Como Stuart Mill advirtió y Tocqueville demostró en “La democracia en América”, es fatalmente fácil confundir el principio democrático de que el poder debe estar en manos de la mayoría con la pretensión para nada democrática de que la mayoría en posesión del poder no tiene ningún límite en su ejercicio. “Es el riesgo que corremos, dijo H.L.A. Hart, (en 1959), y que tenemos que arrostrar alegremente, porque es el precio de las excelencias del régimen democrático; pero la lealtad a los principios democráticos no nos exige agigantar ese riesgo”.
Corremos otro riesgo, señalado por Daron Acemoglu y James Robinson en “El pasillo estrecho”; los mexicanos tardamos mucho en entrar al pasillo estrecho que lleva a la libertad, bien podríamos salir prontamente de dicho pasillo. Como es bastante estrecho, es muy fácil desviar sobre la derecha o la izquierda, lo peligroso es la salida que lleva al fin de la libertad. Nuestra transición democrática empezó en 1977, con una reforma política interesada que buscaba desarmar a la guerrilla: boletas de voto en lugar de balas. Culminó en 2000 cuando el PRI perdió la presidencia. Por desgracia, cuando recuperó el poder en 2012, gracias a una alternancia perfectamente democrática, demostró que no había aprendido nada y nada había olvidado. ¡Doce años lejos del poder! Llegaron con un apetito desenfrenado para recuperar el tiempo perdido y lo bueno que pudieron hacer algunos ministros se perdió en medio de la corrupción, del enriquecimiento brutal que provocó la indignación general, un verdadero “social vomiting” que hizo de Andrés Manuel López Obrador el hombre de la esperanza.
El hombre de la esperanza, “un hombre fuerte que afirma defender al pueblo frente a las elites y que pide se relajen los controles institucionales para poder servir mejor al pueblo. ¿Resulta familiar?”. Eso preguntan Acemoglu y Robinson en el párrafo “Peligro en el horizonte”. Eso pasa en muchos países. Podría ser mañana en Francia donde Marine Le Pen afirma, representar a los patriotas contra los globalistas neo-liberales.
A veces pienso que somos un país especial; otras, que somos un pueblo maldito. Desde siempre. Hubo mexicanos que engañaron y fusilaron a Iturbide cuando regresaba a México para defenderlo de la Santa Alianza. Hubo mexicanos que calumniaron y hubieran fusilado alegremente a Valentín Gómez Farías el reformista. Los hubo para criticar a los pocos que asumieron la idea de una nación en concordia, a Madero por ejemplo, que traicionaron.
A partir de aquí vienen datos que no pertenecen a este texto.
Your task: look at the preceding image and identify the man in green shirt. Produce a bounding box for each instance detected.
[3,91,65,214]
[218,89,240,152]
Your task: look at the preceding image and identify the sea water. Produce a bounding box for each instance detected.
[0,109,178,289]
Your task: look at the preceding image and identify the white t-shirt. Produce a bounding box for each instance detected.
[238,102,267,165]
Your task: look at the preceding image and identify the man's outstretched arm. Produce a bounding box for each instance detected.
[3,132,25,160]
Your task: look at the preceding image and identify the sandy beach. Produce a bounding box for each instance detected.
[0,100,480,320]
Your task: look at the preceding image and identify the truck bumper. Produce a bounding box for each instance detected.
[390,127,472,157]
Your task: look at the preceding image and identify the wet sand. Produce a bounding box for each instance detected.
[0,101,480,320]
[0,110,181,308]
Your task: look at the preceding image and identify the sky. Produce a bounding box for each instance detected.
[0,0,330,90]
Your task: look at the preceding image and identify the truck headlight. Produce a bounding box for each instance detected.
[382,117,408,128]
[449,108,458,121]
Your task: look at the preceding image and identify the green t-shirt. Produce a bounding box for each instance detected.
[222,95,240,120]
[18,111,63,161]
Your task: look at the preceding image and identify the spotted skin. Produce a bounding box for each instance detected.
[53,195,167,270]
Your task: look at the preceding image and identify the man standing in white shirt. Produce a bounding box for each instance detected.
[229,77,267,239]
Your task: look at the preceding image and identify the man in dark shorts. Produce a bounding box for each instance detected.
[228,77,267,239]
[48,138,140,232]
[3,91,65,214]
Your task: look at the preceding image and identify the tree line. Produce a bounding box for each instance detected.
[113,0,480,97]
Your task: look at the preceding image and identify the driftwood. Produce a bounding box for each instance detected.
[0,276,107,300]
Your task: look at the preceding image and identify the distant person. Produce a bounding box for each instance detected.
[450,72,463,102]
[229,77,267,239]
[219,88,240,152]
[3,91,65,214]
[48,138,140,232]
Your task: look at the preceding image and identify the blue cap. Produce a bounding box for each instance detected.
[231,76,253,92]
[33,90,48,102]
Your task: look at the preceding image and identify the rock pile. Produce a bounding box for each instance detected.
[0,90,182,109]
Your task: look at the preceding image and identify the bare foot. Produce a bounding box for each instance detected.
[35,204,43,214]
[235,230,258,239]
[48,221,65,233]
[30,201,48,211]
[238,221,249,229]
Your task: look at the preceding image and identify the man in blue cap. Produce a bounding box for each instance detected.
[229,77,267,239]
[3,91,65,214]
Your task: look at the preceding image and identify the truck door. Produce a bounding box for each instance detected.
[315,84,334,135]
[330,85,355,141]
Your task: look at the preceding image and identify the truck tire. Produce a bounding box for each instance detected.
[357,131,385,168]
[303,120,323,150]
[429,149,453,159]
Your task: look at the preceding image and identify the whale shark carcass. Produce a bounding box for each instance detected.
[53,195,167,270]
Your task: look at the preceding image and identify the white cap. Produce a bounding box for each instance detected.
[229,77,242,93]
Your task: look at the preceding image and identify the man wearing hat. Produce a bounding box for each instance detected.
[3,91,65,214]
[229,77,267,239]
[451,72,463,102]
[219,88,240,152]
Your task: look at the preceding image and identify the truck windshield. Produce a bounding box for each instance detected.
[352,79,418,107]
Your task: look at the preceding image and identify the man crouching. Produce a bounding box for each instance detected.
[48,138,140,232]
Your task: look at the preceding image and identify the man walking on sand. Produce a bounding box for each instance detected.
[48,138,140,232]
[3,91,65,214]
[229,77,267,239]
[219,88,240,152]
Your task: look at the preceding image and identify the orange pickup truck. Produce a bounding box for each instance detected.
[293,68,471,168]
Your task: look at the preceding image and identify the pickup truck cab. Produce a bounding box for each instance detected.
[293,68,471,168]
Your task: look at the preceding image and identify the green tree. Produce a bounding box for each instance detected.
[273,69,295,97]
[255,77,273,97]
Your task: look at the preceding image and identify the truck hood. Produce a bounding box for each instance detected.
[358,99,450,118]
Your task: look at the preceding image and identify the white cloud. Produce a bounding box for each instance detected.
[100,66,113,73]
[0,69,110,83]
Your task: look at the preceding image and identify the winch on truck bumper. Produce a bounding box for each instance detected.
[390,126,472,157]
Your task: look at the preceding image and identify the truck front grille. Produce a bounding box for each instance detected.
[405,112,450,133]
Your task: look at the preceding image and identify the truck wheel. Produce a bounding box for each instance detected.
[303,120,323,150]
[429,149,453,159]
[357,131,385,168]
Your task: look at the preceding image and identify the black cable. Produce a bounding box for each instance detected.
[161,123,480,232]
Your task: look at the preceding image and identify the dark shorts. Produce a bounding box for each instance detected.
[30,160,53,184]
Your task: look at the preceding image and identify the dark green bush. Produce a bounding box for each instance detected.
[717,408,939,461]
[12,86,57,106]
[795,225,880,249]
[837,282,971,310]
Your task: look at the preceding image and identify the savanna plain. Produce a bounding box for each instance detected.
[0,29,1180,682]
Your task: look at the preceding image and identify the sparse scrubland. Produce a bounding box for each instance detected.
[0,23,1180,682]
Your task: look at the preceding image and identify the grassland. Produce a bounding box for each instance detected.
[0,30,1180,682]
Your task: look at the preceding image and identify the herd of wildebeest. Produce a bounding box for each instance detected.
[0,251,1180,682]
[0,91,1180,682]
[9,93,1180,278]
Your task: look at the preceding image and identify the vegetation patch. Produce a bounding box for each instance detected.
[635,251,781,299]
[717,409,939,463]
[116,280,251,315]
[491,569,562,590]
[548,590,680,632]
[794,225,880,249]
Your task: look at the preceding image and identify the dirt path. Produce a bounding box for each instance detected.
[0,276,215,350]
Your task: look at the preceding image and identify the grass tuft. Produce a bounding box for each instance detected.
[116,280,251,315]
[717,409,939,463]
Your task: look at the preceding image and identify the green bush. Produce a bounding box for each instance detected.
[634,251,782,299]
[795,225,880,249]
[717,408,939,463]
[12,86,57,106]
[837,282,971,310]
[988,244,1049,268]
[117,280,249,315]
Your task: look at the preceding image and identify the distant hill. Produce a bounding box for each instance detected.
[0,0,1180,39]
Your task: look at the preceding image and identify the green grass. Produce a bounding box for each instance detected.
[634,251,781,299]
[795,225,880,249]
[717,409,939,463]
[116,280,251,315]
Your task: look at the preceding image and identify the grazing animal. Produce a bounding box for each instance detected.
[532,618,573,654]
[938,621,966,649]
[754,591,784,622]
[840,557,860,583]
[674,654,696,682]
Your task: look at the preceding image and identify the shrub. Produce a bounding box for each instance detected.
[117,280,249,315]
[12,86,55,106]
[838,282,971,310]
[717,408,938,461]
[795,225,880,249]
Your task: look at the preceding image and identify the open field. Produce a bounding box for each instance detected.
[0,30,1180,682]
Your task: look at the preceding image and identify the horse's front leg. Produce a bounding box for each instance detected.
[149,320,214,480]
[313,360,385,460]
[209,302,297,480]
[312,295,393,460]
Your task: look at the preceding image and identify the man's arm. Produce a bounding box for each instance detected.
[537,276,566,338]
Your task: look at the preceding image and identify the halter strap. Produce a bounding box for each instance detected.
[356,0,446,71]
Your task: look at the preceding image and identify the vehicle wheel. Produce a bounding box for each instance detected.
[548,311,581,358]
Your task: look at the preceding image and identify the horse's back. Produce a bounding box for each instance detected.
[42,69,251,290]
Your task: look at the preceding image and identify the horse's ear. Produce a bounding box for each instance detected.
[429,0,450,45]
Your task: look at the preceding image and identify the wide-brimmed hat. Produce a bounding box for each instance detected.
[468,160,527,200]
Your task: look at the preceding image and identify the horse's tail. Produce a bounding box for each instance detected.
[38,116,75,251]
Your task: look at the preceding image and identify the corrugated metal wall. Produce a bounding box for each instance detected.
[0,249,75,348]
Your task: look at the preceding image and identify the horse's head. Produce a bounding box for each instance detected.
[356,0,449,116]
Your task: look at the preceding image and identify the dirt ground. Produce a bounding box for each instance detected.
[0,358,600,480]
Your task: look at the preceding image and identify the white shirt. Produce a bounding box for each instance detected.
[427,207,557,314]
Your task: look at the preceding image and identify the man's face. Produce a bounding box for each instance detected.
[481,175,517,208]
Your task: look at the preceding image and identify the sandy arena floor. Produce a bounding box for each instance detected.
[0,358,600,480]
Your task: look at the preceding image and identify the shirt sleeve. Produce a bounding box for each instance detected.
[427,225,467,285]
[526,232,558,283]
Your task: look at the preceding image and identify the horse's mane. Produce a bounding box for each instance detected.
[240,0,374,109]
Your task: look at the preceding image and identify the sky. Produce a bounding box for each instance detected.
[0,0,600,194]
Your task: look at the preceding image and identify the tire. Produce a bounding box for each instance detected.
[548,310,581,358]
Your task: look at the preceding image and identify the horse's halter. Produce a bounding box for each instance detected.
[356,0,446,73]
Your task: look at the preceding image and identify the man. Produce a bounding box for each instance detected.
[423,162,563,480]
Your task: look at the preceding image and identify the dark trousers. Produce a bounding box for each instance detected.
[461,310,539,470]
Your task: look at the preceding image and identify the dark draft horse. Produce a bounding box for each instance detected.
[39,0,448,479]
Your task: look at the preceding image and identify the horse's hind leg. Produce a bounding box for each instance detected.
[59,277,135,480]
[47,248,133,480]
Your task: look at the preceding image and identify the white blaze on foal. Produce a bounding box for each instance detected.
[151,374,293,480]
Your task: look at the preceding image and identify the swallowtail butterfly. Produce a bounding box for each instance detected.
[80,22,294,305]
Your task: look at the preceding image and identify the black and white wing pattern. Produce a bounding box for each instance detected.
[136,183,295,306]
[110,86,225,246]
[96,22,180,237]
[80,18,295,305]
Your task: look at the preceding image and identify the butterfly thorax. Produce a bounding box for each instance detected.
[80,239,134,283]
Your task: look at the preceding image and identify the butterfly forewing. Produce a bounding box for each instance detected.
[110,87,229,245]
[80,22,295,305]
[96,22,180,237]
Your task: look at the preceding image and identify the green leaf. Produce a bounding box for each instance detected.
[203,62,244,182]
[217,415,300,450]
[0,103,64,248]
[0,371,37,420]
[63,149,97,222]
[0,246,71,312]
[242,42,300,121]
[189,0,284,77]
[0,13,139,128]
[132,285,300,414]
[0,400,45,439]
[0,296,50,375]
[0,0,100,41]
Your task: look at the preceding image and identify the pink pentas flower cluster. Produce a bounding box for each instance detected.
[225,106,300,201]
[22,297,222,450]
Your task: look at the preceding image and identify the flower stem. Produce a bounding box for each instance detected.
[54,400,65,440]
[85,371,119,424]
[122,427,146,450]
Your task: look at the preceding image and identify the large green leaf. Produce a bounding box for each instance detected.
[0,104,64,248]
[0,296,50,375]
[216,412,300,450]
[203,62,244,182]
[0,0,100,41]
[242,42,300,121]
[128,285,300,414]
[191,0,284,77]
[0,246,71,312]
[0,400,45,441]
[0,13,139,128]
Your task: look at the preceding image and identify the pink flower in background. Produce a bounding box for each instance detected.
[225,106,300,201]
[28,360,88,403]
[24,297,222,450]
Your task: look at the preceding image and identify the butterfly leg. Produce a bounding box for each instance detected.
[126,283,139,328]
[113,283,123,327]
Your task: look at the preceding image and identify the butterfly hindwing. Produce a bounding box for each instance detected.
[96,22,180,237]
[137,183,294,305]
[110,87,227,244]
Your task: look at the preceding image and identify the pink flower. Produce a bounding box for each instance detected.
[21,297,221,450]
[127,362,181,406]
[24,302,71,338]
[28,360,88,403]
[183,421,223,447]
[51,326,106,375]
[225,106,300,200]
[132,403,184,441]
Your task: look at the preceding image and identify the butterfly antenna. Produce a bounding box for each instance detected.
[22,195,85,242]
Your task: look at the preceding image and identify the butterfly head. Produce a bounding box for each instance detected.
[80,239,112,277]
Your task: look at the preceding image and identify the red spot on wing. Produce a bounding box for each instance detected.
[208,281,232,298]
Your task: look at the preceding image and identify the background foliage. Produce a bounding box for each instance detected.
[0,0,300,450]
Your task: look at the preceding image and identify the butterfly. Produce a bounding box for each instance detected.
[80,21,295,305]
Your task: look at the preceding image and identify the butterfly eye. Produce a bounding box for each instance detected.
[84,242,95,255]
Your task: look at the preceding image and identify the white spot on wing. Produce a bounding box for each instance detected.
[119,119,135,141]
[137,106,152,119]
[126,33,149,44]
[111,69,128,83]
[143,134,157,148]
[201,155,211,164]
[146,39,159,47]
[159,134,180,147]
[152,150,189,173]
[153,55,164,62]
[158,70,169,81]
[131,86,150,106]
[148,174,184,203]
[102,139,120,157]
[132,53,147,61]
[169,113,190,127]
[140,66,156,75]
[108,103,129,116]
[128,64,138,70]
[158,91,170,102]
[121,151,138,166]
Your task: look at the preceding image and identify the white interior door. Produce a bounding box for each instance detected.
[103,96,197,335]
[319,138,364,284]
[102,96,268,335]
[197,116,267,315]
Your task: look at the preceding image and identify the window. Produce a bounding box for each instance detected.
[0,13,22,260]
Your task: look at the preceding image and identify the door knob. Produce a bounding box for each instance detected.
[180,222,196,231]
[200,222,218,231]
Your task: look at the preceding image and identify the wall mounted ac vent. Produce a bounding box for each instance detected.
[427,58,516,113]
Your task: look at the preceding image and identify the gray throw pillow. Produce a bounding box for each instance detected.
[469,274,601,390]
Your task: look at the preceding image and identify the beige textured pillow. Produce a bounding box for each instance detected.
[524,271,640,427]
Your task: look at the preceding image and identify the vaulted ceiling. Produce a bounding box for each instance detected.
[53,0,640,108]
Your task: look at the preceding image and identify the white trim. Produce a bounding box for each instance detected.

Traicionaron a Zapata, Carranza, Villa, a los cristeros, a los agraristas. Centralistas y federalistas, conservadores y liberales, clericales y anticlericales, todos mexicanos, todos adeptos de la guerra civil. Odiándose unos a otros, desde el primer día de la guerra de independencia hasta nuestros días. No es consuelo que muchos países, pueblos de América se encuentren en la misma situación, en la misma permanencia histórica, que brille el sol o llueva. En la misma y eterna guerra civil. Deseo que se quede en las mentes, las palabras, y que no crucemos la delgada línea roja de la sangre. Lenin dijo que después de cruzarla, no hay marcha atrás.
Viví el 68 y la represión, los años de plomo de la Liga 23 de septiembre y de la Brigada Blanca, de la guerrilla de Genaro Vázquez y Lucio Cabañas, su destrucción por el ejército, el Jueves de Corpus y los halcones, la devaluación de 1976 y el derrumbe total de 1982, la transición democrática y el EZLN, el “error de diciembre” y la esperanza del año 2000 y la crítica elección de 2006. Bien pude citar la sabiduría popular: “no hay mal que por bien no venga.” ¿y ahora? Ahora, más que nunca, los que ganaron las elecciones deben recurrir a la invención ateniense de la democracia institucional como alternativa a la guerra civil. De ellos será la decisión.